Дар убрал кристалл в кошель под рубахой и спросил:
— Что ты здесь делаешь? Тебя опять Микеша послал?
— Нет. Просто захотелось посмотреть на тебя.
— Зачем?
— Ты мне нравишься, — ответила она и добавила: — Но не бойся, я сейчас уеду. Не забывай обо мне.
— Постой, — поднял мальчик руку. — Ты не знаешь, что будет с моим Пятнышком?
— Моя лошадь знает. Это она привезла меня сюда. Твой конь скоро умрет.
— Неправда! — крикнул Дар. — Ты врешь!
— Я не умею врать, — сказала девочка с печалью. — Прощай. Не следуй за мной.
— Постой! — Дар заговорил взволнованно и сбивчиво. — Не сердись на меня. Неужели ничего нельзя сделать? Помоги мне! То есть не мне, а Пятнышку. Это все равно что мне.
— Я не сержусь, — ответила она. — Я не смогу помочь твоему Пятнышку. Если кто и сможет, то лишь на короткое время.
— На короткое время? Что это значит?
— Пятнышко может снова стать бодрым и сильным, но очень ненадолго.
— А потом?..
Девочка не ответила и начала удаляться в темноту.
— Если ты не можешь, кто тогда может? — крикнул Дар ей вослед.
— Спроси у того, к кому ты едешь, — отозвалась она.
Больше Дар не стал окликать ее. Он смотрел, как растворяется в ночи белое платье, и думал о ее словах. Тарг, перестав сопеть, поднял голову и вздохнул:
— На старости лет то бессонница одолевает, то сны странные. — Он посмотрел на луну и добавил: — Скоро рассвет. Мы уже близко.
Дар разломил одну из трех оставшихся лепешек и протянул кусок старцу. Тот пожевал, глотнул воды из фляги и промолвил:
— Утром у нас будет настоящая еда и настоящая постель. Не по мне уже такие дальние путешествия. Да ведь, кроме меня, и послать за тобой некого было…
Вскоре луна потускнела, край неба начал светлеть, и дорога неожиданно кончилась. Они проехали еще немного, затем Тарг остановил коня и слез с седла. Дар тоже спрыгнул на землю и с удовольствием потянулся. В песок была воткнута палка, вернее, посох с кривым концом. Тарг потянул ее на себя и вытащил из песка кем-то зарытый мешок. Развязав его, старец положил перед удивленным мальчиком сафьяновые сапожки с загнутыми носками, новую рубаху, штаны и бархатный кафтан с золочеными пуговицами.
— Не подобает являться к Седону оборвышем, — сказал он. — Переоденься, прошу тебя.

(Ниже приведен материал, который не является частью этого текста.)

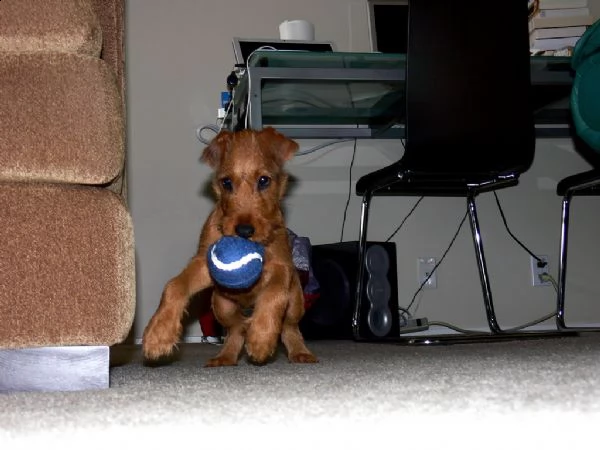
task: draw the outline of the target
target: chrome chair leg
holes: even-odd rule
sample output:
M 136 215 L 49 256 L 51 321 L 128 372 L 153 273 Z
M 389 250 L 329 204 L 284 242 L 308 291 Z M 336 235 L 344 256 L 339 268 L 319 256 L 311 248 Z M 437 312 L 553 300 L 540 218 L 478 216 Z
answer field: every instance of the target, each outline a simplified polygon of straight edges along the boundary
M 560 224 L 560 255 L 558 260 L 558 288 L 556 303 L 556 326 L 559 330 L 566 330 L 565 324 L 565 285 L 567 280 L 567 245 L 569 239 L 569 207 L 570 194 L 563 197 L 562 217 Z
M 367 228 L 369 225 L 369 207 L 371 205 L 372 192 L 365 192 L 362 199 L 360 213 L 360 230 L 358 232 L 358 275 L 356 278 L 356 293 L 354 295 L 354 314 L 352 315 L 352 334 L 354 339 L 360 339 L 360 306 L 363 292 L 363 277 L 365 258 L 367 253 Z
M 483 301 L 485 304 L 485 313 L 487 315 L 488 325 L 492 333 L 502 333 L 496 313 L 494 312 L 494 304 L 492 302 L 492 290 L 490 288 L 490 280 L 487 273 L 485 256 L 483 254 L 483 243 L 481 241 L 481 232 L 479 230 L 479 221 L 477 220 L 477 208 L 475 207 L 475 197 L 472 194 L 467 196 L 467 207 L 469 209 L 469 219 L 471 223 L 471 231 L 473 233 L 473 243 L 475 244 L 475 254 L 477 256 L 477 265 L 479 267 L 479 278 L 481 279 L 481 288 L 483 290 Z
M 567 192 L 562 201 L 560 227 L 560 255 L 558 259 L 558 287 L 556 301 L 556 327 L 559 331 L 600 331 L 598 327 L 569 327 L 565 322 L 565 288 L 567 285 L 567 246 L 569 242 L 569 210 L 572 192 Z

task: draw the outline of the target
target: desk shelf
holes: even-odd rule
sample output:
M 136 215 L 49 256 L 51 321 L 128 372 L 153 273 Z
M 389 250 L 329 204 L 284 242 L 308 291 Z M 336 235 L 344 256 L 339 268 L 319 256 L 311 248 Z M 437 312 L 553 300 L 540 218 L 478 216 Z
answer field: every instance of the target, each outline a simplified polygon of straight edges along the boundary
M 402 138 L 405 75 L 404 54 L 258 51 L 227 126 L 273 126 L 295 139 Z M 531 80 L 538 136 L 570 135 L 569 58 L 531 57 Z

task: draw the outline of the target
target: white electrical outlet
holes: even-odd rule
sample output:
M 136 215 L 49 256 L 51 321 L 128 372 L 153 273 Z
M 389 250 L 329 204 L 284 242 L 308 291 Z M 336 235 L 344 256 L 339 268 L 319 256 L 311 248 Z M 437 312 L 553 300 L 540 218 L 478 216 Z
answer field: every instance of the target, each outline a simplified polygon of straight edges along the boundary
M 548 256 L 538 255 L 543 262 L 546 263 L 544 267 L 539 267 L 538 260 L 533 256 L 530 258 L 531 265 L 531 283 L 533 286 L 550 286 L 552 283 L 548 280 L 542 280 L 540 278 L 544 273 L 550 273 L 550 263 L 548 263 Z
M 435 258 L 430 257 L 419 257 L 417 258 L 417 283 L 423 289 L 436 289 L 437 288 L 437 274 L 433 272 L 436 261 Z M 429 277 L 429 279 L 427 279 Z

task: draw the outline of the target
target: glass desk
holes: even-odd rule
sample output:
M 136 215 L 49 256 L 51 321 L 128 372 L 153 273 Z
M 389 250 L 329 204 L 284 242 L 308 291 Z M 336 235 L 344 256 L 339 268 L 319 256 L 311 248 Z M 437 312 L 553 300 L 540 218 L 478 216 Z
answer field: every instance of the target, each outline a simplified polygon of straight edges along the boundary
M 404 54 L 257 51 L 226 127 L 272 126 L 294 139 L 402 138 L 405 69 Z M 568 57 L 531 57 L 538 136 L 570 135 L 572 79 Z

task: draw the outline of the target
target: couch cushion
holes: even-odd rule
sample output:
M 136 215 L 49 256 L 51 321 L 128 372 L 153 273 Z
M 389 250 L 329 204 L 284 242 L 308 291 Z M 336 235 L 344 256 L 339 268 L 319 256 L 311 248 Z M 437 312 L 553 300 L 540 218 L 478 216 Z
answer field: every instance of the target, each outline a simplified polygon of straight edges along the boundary
M 102 59 L 113 68 L 119 87 L 125 89 L 124 0 L 92 0 L 102 28 Z
M 0 52 L 99 56 L 102 31 L 90 0 L 0 1 Z
M 123 124 L 104 61 L 0 54 L 0 181 L 108 183 L 123 167 Z
M 0 183 L 0 347 L 112 345 L 135 309 L 131 218 L 103 189 Z

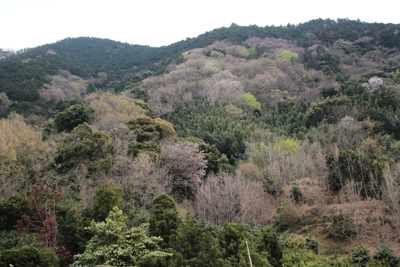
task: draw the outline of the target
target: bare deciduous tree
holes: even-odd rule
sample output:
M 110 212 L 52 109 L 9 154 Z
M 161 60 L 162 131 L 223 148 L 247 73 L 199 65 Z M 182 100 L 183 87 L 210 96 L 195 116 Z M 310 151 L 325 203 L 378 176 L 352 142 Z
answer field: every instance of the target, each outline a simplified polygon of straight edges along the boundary
M 206 174 L 207 161 L 203 152 L 192 143 L 164 144 L 161 156 L 173 177 L 173 191 L 185 198 L 192 196 Z
M 114 127 L 109 129 L 106 134 L 110 136 L 111 142 L 114 146 L 114 152 L 117 155 L 125 155 L 127 153 L 128 144 L 136 139 L 133 131 L 129 131 L 129 128 L 123 123 L 114 125 Z
M 126 193 L 136 194 L 139 206 L 150 208 L 155 196 L 171 192 L 172 177 L 166 167 L 160 167 L 159 158 L 146 152 L 139 153 L 133 160 L 130 156 L 116 157 L 107 179 Z
M 271 222 L 275 215 L 274 200 L 264 192 L 262 183 L 228 173 L 211 175 L 204 182 L 194 202 L 198 218 L 222 225 L 224 222 Z
M 392 168 L 386 166 L 383 170 L 385 186 L 383 189 L 383 197 L 387 200 L 387 209 L 396 221 L 397 230 L 400 230 L 400 186 L 398 178 L 400 175 L 400 166 L 396 165 Z
M 12 104 L 12 101 L 8 99 L 5 93 L 0 93 L 0 111 L 8 108 Z
M 268 134 L 258 132 L 252 139 L 264 135 Z M 264 139 L 259 143 L 251 142 L 246 147 L 249 162 L 260 168 L 271 187 L 268 190 L 270 192 L 279 193 L 285 185 L 300 179 L 318 181 L 326 174 L 325 155 L 319 143 L 297 144 L 298 147 L 290 148 L 286 144 L 291 142 L 288 140 L 278 138 L 268 142 Z
M 45 101 L 54 99 L 81 99 L 82 94 L 86 93 L 87 81 L 72 75 L 67 70 L 59 70 L 58 75 L 47 75 L 50 85 L 45 84 L 39 90 L 40 98 Z
M 39 129 L 27 125 L 20 115 L 12 113 L 7 119 L 1 119 L 0 188 L 7 187 L 8 181 L 16 185 L 23 180 L 26 194 L 31 174 L 39 172 L 54 151 L 55 147 L 42 140 Z

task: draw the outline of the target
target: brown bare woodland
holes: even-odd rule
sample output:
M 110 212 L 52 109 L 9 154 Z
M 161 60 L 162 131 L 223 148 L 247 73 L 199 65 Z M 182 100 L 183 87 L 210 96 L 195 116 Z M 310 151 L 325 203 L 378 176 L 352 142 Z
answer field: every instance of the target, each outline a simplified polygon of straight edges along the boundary
M 262 183 L 228 173 L 211 175 L 196 194 L 198 218 L 222 225 L 225 222 L 268 224 L 276 212 L 276 201 L 264 192 Z

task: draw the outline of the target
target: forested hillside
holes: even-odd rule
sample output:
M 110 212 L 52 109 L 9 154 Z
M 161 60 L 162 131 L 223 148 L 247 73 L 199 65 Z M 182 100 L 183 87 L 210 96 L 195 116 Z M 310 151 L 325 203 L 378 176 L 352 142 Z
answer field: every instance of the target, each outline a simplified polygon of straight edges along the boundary
M 2 59 L 0 266 L 398 266 L 399 30 Z

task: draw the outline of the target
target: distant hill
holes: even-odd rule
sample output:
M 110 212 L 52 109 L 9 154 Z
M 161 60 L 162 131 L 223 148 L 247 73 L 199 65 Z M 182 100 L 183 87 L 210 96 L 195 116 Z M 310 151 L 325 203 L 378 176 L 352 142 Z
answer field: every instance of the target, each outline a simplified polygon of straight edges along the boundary
M 96 87 L 112 88 L 118 92 L 134 73 L 142 70 L 153 71 L 156 75 L 164 73 L 168 64 L 180 60 L 182 52 L 203 48 L 215 41 L 241 45 L 250 37 L 273 37 L 307 48 L 315 43 L 329 46 L 342 39 L 355 42 L 355 48 L 360 53 L 367 53 L 377 46 L 398 47 L 399 31 L 398 24 L 317 19 L 296 26 L 288 24 L 278 27 L 238 26 L 233 23 L 230 27 L 215 29 L 197 38 L 187 38 L 159 48 L 109 39 L 66 38 L 19 55 L 5 56 L 8 58 L 0 61 L 0 93 L 6 93 L 13 101 L 38 101 L 38 90 L 49 83 L 46 75 L 56 75 L 60 69 L 86 80 L 98 78 L 99 73 L 106 73 L 106 78 L 102 76 L 104 82 Z M 0 57 L 4 59 L 4 56 Z

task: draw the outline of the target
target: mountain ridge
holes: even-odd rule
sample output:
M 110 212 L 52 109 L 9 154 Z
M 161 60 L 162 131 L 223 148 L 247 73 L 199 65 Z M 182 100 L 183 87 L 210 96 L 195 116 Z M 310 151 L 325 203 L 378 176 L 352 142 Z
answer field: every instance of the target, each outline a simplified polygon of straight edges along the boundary
M 238 26 L 232 23 L 230 27 L 214 29 L 196 38 L 162 47 L 131 45 L 94 37 L 66 38 L 0 60 L 0 93 L 5 93 L 12 101 L 38 101 L 38 90 L 49 83 L 46 75 L 56 75 L 60 69 L 82 79 L 96 79 L 99 73 L 107 73 L 104 83 L 96 87 L 120 92 L 135 73 L 165 73 L 168 65 L 182 61 L 181 54 L 185 51 L 205 48 L 216 41 L 242 45 L 248 49 L 251 46 L 245 41 L 252 37 L 285 39 L 305 49 L 314 44 L 329 47 L 343 40 L 343 49 L 348 49 L 348 54 L 363 55 L 382 46 L 387 47 L 385 53 L 390 55 L 400 44 L 399 31 L 400 24 L 316 19 L 286 26 Z M 354 44 L 350 47 L 346 42 Z M 257 44 L 252 49 L 254 57 L 265 52 Z M 392 64 L 388 71 L 395 71 L 398 66 Z

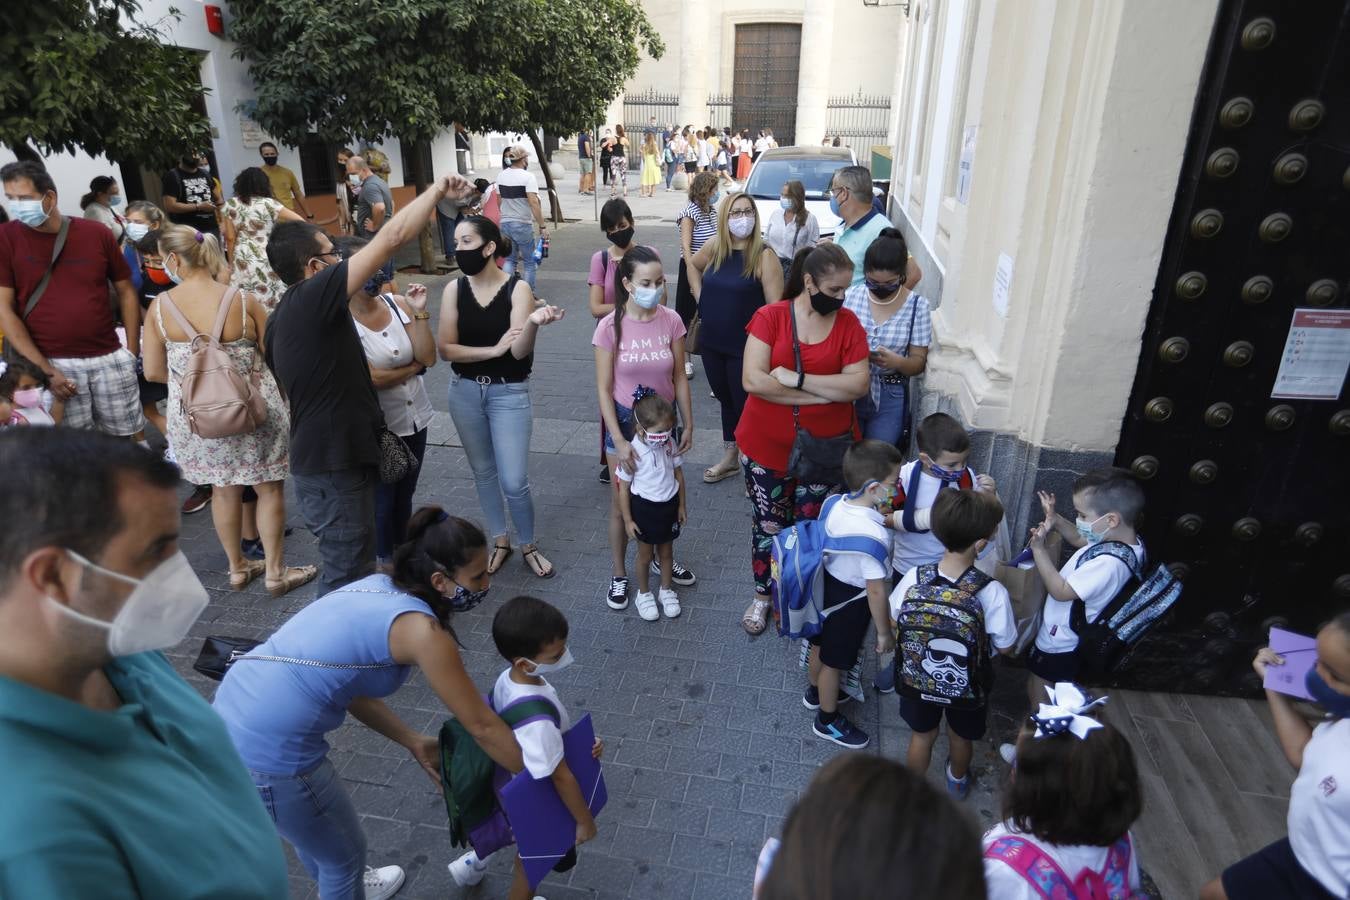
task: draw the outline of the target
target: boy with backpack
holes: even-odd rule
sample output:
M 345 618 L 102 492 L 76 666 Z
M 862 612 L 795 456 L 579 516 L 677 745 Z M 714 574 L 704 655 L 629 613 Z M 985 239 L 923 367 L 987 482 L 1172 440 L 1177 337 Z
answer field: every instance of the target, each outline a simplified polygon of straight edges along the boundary
M 850 750 L 866 747 L 868 737 L 839 712 L 840 681 L 858 660 L 869 622 L 876 623 L 877 653 L 893 646 L 886 606 L 889 540 L 878 510 L 890 508 L 903 460 L 884 441 L 857 442 L 844 454 L 849 493 L 830 497 L 820 511 L 823 621 L 818 633 L 803 635 L 811 644 L 811 683 L 802 704 L 816 710 L 811 726 L 816 737 Z
M 572 727 L 567 707 L 558 699 L 553 685 L 544 675 L 559 672 L 572 664 L 567 646 L 567 618 L 557 607 L 534 597 L 513 597 L 502 604 L 492 619 L 492 641 L 497 652 L 510 666 L 497 677 L 492 688 L 491 705 L 508 723 L 507 713 L 522 703 L 538 704 L 542 715 L 530 715 L 512 724 L 525 769 L 536 779 L 549 778 L 563 805 L 577 822 L 576 842 L 583 844 L 595 837 L 595 818 L 582 796 L 576 776 L 563 759 L 563 732 Z M 604 742 L 595 739 L 592 752 L 596 759 L 604 752 Z M 576 865 L 573 847 L 554 871 L 565 872 Z M 478 884 L 487 872 L 486 860 L 469 851 L 450 864 L 450 875 L 461 887 Z M 516 856 L 515 880 L 508 900 L 530 900 L 533 891 L 525 877 L 520 856 Z
M 930 527 L 933 501 L 946 488 L 994 492 L 994 479 L 976 475 L 966 465 L 970 435 L 946 413 L 933 413 L 914 434 L 919 458 L 900 469 L 899 492 L 890 525 L 895 529 L 891 567 L 898 581 L 916 566 L 936 563 L 946 548 Z M 873 686 L 883 694 L 895 690 L 895 667 L 877 670 Z
M 1003 519 L 1003 504 L 991 491 L 941 491 L 931 518 L 942 558 L 911 569 L 891 594 L 895 681 L 900 717 L 914 731 L 905 764 L 928 772 L 945 716 L 947 790 L 964 800 L 973 742 L 984 737 L 993 687 L 989 645 L 1007 655 L 1017 641 L 1007 589 L 975 568 Z

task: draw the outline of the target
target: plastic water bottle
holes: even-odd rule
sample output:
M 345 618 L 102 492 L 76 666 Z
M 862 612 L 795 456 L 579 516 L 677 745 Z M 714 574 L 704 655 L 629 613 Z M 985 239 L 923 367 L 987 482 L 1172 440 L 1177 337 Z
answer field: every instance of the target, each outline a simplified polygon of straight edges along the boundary
M 544 258 L 544 239 L 539 238 L 534 242 L 534 261 L 538 263 Z
M 544 259 L 548 259 L 548 235 L 544 235 L 539 241 L 544 245 Z

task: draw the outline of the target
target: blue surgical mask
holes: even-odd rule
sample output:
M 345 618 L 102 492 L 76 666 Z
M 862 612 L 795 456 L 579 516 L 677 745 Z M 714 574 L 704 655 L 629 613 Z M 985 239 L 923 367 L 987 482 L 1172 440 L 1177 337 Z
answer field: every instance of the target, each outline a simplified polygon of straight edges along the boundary
M 532 659 L 526 659 L 525 661 L 530 665 L 534 666 L 534 670 L 529 673 L 530 675 L 550 675 L 554 672 L 561 672 L 563 669 L 570 666 L 573 662 L 572 648 L 564 647 L 563 655 L 558 657 L 557 662 L 537 663 Z
M 928 474 L 932 475 L 938 481 L 945 481 L 948 484 L 951 484 L 954 481 L 960 481 L 962 471 L 963 470 L 961 469 L 944 469 L 937 463 L 928 464 Z
M 450 597 L 450 608 L 455 612 L 466 612 L 487 599 L 487 588 L 471 591 L 464 585 L 455 583 L 455 596 Z
M 164 274 L 168 275 L 169 280 L 172 281 L 174 284 L 183 283 L 183 276 L 179 275 L 176 271 L 169 268 L 169 258 L 167 256 L 164 258 Z
M 1098 534 L 1097 532 L 1092 530 L 1092 526 L 1096 525 L 1102 519 L 1105 519 L 1107 515 L 1108 514 L 1103 513 L 1102 515 L 1093 519 L 1091 522 L 1089 522 L 1087 519 L 1074 519 L 1073 525 L 1075 528 L 1078 529 L 1079 537 L 1087 541 L 1089 545 L 1101 543 L 1102 538 L 1106 536 L 1106 531 L 1110 531 L 1111 529 L 1108 528 L 1106 529 L 1106 531 L 1103 531 L 1101 534 Z
M 1317 674 L 1316 667 L 1309 669 L 1308 674 L 1303 676 L 1303 686 L 1327 712 L 1338 719 L 1350 719 L 1350 696 L 1327 684 L 1326 679 Z
M 718 201 L 718 200 L 721 200 L 721 199 L 722 199 L 722 194 L 721 194 L 720 192 L 719 192 L 719 193 L 715 193 L 715 194 L 713 194 L 711 197 L 708 198 L 708 205 L 711 206 L 711 207 L 716 207 L 716 206 L 717 206 L 717 201 Z
M 113 194 L 111 197 L 108 198 L 108 205 L 111 206 L 113 209 L 117 209 L 117 207 L 122 205 L 122 195 Z
M 348 176 L 347 176 L 347 180 L 350 181 L 352 184 L 356 185 L 357 187 L 360 187 L 360 186 L 361 186 L 361 176 L 360 176 L 360 175 L 348 175 Z
M 633 302 L 643 309 L 652 309 L 661 302 L 661 289 L 659 287 L 640 287 L 633 288 Z
M 792 209 L 792 201 L 787 197 L 779 197 L 778 205 L 783 207 L 783 209 Z
M 839 211 L 839 195 L 833 191 L 830 192 L 830 212 L 841 219 L 844 217 L 844 214 Z
M 41 228 L 42 223 L 47 221 L 48 213 L 42 208 L 41 200 L 11 200 L 9 215 L 29 228 Z
M 150 226 L 146 225 L 144 222 L 127 223 L 127 237 L 131 238 L 133 243 L 135 241 L 139 241 L 141 238 L 145 237 L 149 233 L 150 233 Z

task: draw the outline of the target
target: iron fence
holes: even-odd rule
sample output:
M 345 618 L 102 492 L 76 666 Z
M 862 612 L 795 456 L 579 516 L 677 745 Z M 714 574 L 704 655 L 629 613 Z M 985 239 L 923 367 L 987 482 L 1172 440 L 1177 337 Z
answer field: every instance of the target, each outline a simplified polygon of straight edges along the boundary
M 870 157 L 873 144 L 885 144 L 890 138 L 891 98 L 888 94 L 856 94 L 831 97 L 826 103 L 825 136 L 858 154 Z
M 623 130 L 628 134 L 628 167 L 641 171 L 643 133 L 656 116 L 658 131 L 675 121 L 680 109 L 680 95 L 648 88 L 636 94 L 623 95 Z M 602 129 L 603 130 L 603 129 Z M 658 140 L 660 135 L 657 135 Z
M 731 127 L 732 99 L 730 94 L 708 95 L 708 121 L 699 122 L 698 127 L 711 125 L 718 131 Z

Дар скинул старую одежду, действительно имевшую жалкий вид. Когда он облачился во все новое и посмотрел на старца, то не сразу узнал его. Тарг тоже успел переодеться и выглядел теперь нарядно и торжественно. На его голове красовалась широкая шапка с рубином, синий плащ, наброшенный на плечи, был расписан сияющими звездными узорами. В осанке появилось достоинство и благородство. Сложив старую одежду в кучу, Тарг начал забрасывать ее песком, и мальчику странно было наблюдать этого, по всей видимости, знатного старца за таким обыденным занятием. Он поспешил помочь ему, и вскоре их тряпье полностью скрыл небольшой холмик.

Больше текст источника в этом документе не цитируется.